On May 8, 1948, Ed Ricketts' car was struck by a passenger train as he was leaving his lab for dinner. Ricketts survived for three days before passing away. There is now a life-size bust of Ed at the site of the crash. We made our way slowly from the lab to the sculpture, stopping for ice cream, and unknowingly walking on a path where the fatal railway once existed.

Upon reaching the statue, as I posed for a photo, words that Steinbeck wrote of Ricketts after his passing came to mind, "Once Ed said to me, 'For a very long time I didn't like myself.' It was not said in self-pity but simply as an unfortunate fact." These words bounced around inside of me as we walked back to my car, bought sandwiches and groceries for dinner, and ate dinner on the beach at Carmel-by-the-Sea. (You can read more about why I love Ed Ricketts here.)

== == == == ==

I once thought that upon visiting Steinbeck Country, I would encounter some sort of ephemera, something I could not take home with me. True, Monterey County possesses a certain magic I haven't felt anywhere else. But as I walked where Steinbeck and Ricketts walked, where they came to life and where they came to death, where they still live, I felt something familiar and concrete and real and useful. I felt gratitude.
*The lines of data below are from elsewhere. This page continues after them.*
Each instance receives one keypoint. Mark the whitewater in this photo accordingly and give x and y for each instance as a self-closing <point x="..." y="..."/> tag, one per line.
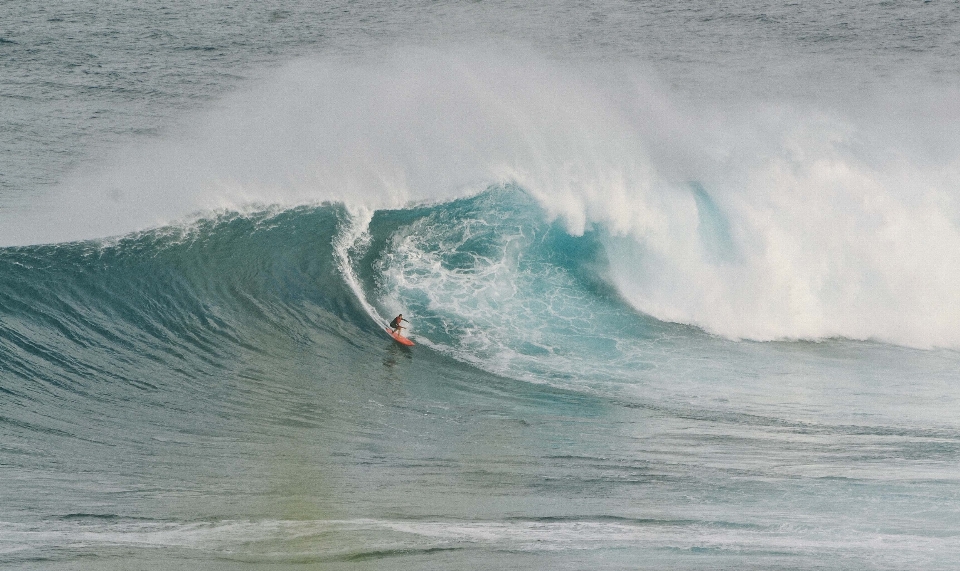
<point x="681" y="278"/>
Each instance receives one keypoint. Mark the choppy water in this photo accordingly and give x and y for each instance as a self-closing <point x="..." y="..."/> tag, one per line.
<point x="682" y="280"/>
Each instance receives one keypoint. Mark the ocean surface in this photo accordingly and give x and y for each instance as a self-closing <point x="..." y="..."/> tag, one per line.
<point x="683" y="279"/>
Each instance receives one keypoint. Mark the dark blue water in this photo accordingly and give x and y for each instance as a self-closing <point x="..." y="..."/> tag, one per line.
<point x="681" y="278"/>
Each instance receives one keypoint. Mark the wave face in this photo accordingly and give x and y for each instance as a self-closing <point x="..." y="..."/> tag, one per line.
<point x="759" y="220"/>
<point x="682" y="279"/>
<point x="148" y="380"/>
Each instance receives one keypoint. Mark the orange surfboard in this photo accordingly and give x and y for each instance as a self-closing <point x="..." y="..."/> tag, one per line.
<point x="399" y="338"/>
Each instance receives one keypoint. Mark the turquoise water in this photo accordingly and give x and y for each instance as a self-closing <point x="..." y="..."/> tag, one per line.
<point x="681" y="280"/>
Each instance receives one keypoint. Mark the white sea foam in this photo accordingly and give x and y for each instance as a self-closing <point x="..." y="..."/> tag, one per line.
<point x="841" y="222"/>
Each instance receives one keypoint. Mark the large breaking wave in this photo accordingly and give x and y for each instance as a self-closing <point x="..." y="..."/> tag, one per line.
<point x="749" y="219"/>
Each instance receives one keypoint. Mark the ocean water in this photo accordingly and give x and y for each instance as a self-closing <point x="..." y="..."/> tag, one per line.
<point x="682" y="279"/>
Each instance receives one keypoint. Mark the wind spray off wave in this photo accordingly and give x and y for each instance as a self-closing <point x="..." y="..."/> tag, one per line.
<point x="751" y="219"/>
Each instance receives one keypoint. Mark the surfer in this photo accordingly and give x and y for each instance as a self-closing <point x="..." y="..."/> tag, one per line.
<point x="395" y="324"/>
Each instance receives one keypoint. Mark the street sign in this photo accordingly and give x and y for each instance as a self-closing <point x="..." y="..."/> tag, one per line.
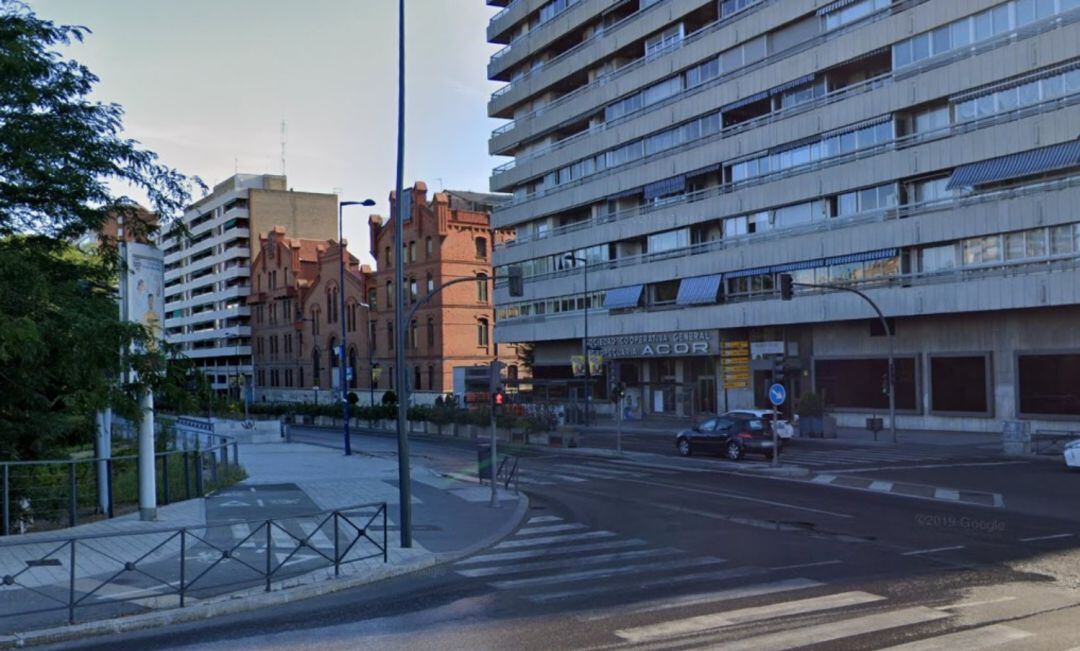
<point x="778" y="394"/>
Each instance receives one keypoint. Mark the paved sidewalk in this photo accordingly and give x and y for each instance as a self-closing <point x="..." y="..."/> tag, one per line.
<point x="286" y="483"/>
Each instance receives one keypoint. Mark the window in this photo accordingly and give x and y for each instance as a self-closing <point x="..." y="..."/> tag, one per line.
<point x="482" y="333"/>
<point x="862" y="383"/>
<point x="1049" y="383"/>
<point x="959" y="384"/>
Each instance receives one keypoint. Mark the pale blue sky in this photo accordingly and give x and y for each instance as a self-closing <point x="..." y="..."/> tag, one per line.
<point x="205" y="83"/>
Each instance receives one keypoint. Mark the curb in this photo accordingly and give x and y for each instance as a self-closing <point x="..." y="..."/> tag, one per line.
<point x="313" y="584"/>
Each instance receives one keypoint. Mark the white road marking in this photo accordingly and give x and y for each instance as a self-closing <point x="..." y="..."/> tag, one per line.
<point x="518" y="568"/>
<point x="947" y="493"/>
<point x="531" y="542"/>
<point x="833" y="631"/>
<point x="605" y="572"/>
<point x="1053" y="537"/>
<point x="975" y="638"/>
<point x="544" y="518"/>
<point x="805" y="565"/>
<point x="550" y="529"/>
<point x="932" y="551"/>
<point x="615" y="544"/>
<point x="744" y="615"/>
<point x="711" y="597"/>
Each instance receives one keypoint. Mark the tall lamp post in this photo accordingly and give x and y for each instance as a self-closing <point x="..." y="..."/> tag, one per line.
<point x="584" y="340"/>
<point x="340" y="314"/>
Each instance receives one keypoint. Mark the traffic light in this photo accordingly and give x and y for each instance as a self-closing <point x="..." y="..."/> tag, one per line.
<point x="786" y="286"/>
<point x="515" y="281"/>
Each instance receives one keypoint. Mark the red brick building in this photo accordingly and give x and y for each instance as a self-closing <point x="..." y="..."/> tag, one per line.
<point x="446" y="238"/>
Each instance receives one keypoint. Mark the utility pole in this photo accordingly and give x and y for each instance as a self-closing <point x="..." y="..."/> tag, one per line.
<point x="404" y="483"/>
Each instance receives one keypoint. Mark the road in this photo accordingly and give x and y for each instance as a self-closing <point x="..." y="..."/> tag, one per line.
<point x="680" y="554"/>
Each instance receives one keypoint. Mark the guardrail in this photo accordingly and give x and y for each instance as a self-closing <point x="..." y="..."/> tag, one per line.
<point x="56" y="493"/>
<point x="131" y="571"/>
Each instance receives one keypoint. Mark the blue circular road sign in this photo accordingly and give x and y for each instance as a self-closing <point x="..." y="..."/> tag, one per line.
<point x="778" y="394"/>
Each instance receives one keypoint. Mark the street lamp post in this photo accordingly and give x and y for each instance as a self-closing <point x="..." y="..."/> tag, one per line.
<point x="340" y="314"/>
<point x="584" y="340"/>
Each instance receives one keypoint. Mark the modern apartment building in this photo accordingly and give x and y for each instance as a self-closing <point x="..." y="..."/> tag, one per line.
<point x="689" y="151"/>
<point x="207" y="270"/>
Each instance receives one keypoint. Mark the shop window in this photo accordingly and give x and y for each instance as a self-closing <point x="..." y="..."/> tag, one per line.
<point x="959" y="384"/>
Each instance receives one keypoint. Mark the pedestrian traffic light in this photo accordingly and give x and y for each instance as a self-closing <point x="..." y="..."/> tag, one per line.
<point x="515" y="281"/>
<point x="786" y="286"/>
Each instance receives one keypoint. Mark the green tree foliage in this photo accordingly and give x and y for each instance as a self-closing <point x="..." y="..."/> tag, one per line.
<point x="61" y="156"/>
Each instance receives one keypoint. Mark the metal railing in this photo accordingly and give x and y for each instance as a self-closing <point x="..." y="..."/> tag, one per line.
<point x="57" y="493"/>
<point x="172" y="567"/>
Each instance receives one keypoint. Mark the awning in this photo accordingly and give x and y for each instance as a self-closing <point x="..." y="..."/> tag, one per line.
<point x="621" y="298"/>
<point x="794" y="83"/>
<point x="1016" y="165"/>
<point x="863" y="257"/>
<point x="699" y="290"/>
<point x="834" y="5"/>
<point x="746" y="272"/>
<point x="745" y="100"/>
<point x="797" y="266"/>
<point x="669" y="186"/>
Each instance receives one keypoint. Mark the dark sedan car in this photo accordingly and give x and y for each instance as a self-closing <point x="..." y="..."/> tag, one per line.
<point x="731" y="435"/>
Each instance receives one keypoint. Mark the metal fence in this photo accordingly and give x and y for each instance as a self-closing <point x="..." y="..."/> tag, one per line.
<point x="122" y="573"/>
<point x="51" y="494"/>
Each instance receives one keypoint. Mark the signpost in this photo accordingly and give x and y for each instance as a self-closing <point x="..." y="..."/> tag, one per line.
<point x="777" y="395"/>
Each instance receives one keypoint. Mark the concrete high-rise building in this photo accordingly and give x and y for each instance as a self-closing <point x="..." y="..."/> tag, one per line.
<point x="922" y="151"/>
<point x="207" y="272"/>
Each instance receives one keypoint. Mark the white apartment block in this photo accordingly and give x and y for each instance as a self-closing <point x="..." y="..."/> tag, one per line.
<point x="207" y="271"/>
<point x="921" y="151"/>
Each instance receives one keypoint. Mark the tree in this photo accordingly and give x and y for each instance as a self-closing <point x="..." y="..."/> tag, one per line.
<point x="61" y="335"/>
<point x="59" y="151"/>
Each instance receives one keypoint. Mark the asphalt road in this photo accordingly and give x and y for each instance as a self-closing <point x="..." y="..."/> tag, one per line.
<point x="679" y="554"/>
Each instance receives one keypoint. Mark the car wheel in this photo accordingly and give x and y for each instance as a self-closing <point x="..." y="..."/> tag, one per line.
<point x="733" y="450"/>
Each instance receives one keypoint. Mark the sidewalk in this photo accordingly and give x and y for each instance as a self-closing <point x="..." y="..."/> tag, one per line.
<point x="286" y="483"/>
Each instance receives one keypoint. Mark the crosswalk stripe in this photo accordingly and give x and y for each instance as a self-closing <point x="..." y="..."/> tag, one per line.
<point x="601" y="546"/>
<point x="833" y="631"/>
<point x="710" y="597"/>
<point x="712" y="575"/>
<point x="605" y="572"/>
<point x="518" y="568"/>
<point x="550" y="529"/>
<point x="744" y="615"/>
<point x="974" y="638"/>
<point x="544" y="518"/>
<point x="531" y="542"/>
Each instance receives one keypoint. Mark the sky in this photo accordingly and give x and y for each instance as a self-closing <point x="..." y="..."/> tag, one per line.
<point x="206" y="84"/>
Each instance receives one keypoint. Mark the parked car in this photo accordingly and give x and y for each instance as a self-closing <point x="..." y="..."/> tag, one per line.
<point x="732" y="434"/>
<point x="1072" y="455"/>
<point x="784" y="429"/>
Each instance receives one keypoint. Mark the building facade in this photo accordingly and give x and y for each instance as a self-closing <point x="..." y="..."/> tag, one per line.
<point x="689" y="151"/>
<point x="207" y="271"/>
<point x="446" y="238"/>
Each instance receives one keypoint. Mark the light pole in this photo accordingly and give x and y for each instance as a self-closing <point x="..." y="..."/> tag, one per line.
<point x="584" y="340"/>
<point x="340" y="314"/>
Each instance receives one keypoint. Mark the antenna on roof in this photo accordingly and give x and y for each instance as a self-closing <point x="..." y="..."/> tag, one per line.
<point x="283" y="140"/>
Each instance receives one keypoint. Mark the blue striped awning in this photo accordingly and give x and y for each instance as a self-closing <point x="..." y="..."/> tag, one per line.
<point x="797" y="266"/>
<point x="744" y="102"/>
<point x="834" y="5"/>
<point x="621" y="298"/>
<point x="863" y="257"/>
<point x="669" y="186"/>
<point x="745" y="272"/>
<point x="699" y="290"/>
<point x="1016" y="165"/>
<point x="793" y="83"/>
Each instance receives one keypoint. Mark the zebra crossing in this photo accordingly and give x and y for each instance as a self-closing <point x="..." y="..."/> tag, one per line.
<point x="553" y="561"/>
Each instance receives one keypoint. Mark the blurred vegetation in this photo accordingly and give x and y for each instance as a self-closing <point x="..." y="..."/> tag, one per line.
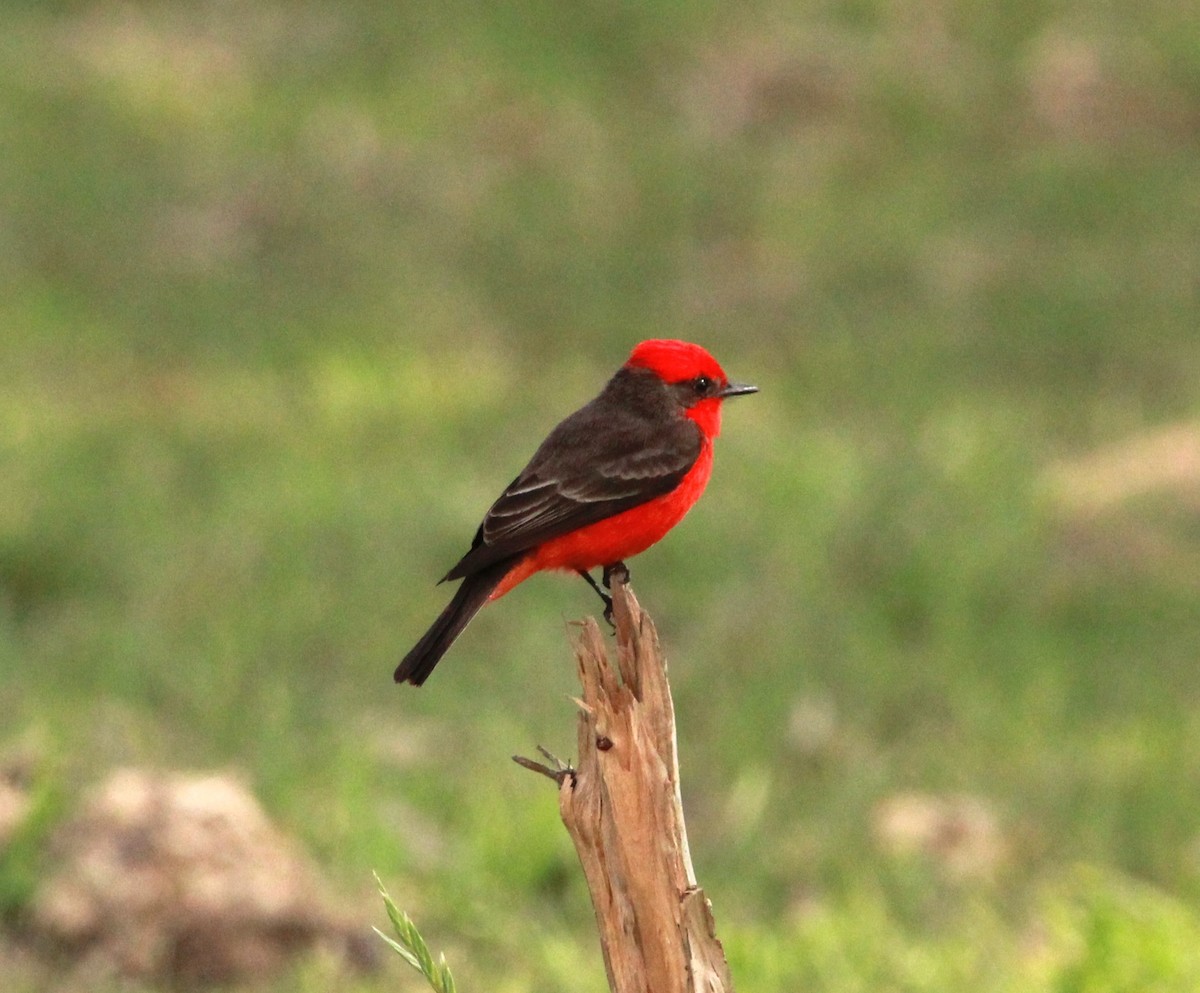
<point x="289" y="292"/>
Gratitude to these men who told me that I don't have to be perfect, but that I can be good — that I am good.
Men who, like me, didn't like themselves.
Men who showed me how to like myself, not in narcissism, but in a way that made it comfortable for me to be around me.
Men who followed their improbable dreams, not for accolades or wealth, but for the simple intrinsic pleasure of doing what they enjoyed.
Men who taught me that in being good and wanting good that I am whole and complete.

And I learned that I don't have to be in Monterey County to rediscover that gratitude. All I have to do is pick up a book.

== == == == ==

Thank you, John. Thank you, Ed.

1 comment:

  1. I just realized I never commented on this post, but I read it when you posted it. I was probably reading it on my phone and commenting via phone is the pits. Anyway, glad to be included in this trip. And, this: "And now that you don't have to be perfect, you can be good." If I could sum up like...ANYTHING...about the last month I've spent in CA with a lot of time alone with myself, that would be it. I've had so much time to just really THINK about what's important to me and figure out who I am and who I want to be in my new phase. And then you shared those words and I was like YES. Those are the words I was looking for. I'm not trying to blame it on culture or anything but my own head, but I've spent a good chunk of my life trying to be perfect. And now it's like the physical act of moving has also moved me away from myself. Away from an older version that needed to be left. And now that I don't have/need/want to be perfect, I can finally be good. (I've been concocting a post on all of this so don't be surprised if some of the words from this comment make their way over to my blog.)